Pragmatic Data Science | 1, Introduction

Data science toolbox

We are going to be using python 3 for this course. You need to have some basic knowledge of how to run python scripts, how to use pip3 to install python packages and basic programming concepts such as how to use data structures, loops and control statements. If you know JavaScript it will help but it is not mandatory. The same goes for reading academic papers. If you have previous experience of where to find them, how to read them and how to understand them it will help but all algorithms will be handed out so you don’t need to find them yourself. If you know basic arithmetic, such as plus, minus, division and multiplication  you are good to go. The linear algebra needed for the course will be presented in a fashion where no prior knowledge is needed. However, it might be assumed that you spend a little time on your own making sure you understand them.

Why should you care about data science?

Data science and machine learning (ML) is becoming bigger and more hyped. Python as a language is growing and have a lot of nice libraries for data science and ML.

Because of the hype it might be expected of you at your current workplace to have some kind of “in the ballpark” knowledge about the topics. You might be interested in getting these knowledges to boost your career  to land some prestigous new work. It is no secret that data science jobs are very well paid if salary is an interest of yours. You might be interested in gaining some knowledge about a more theoretical area than you normally spend your time in, e.g. linear algebra and its applications. I will also say that the biggest benefit of this tutorial series is that we will actually see practical implementations and use cases, so the videos will be more pragmatic than normally seen at universities or online courses.

Content

The content is dynamic and I will take request on topics that you are interested in. Just leave it in the comment section on youtube and I will see what I can do.
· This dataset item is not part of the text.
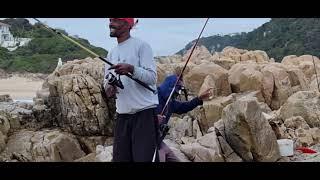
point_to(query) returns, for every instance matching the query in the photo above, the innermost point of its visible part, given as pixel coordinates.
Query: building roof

Some of the topics that will be covered are linear algebra, because many algorithms are based on manipulation of matrices, like matrix multiplication and vector multiplications. Other topics include data normalization, so that the data behaves in nice way making certain algorithms practically feasible. We will also touch on the subject of similarity measurements, so that we can make sense of our data when we are comparing highly dimensional data. This is not as trivial as it might seem at first glance.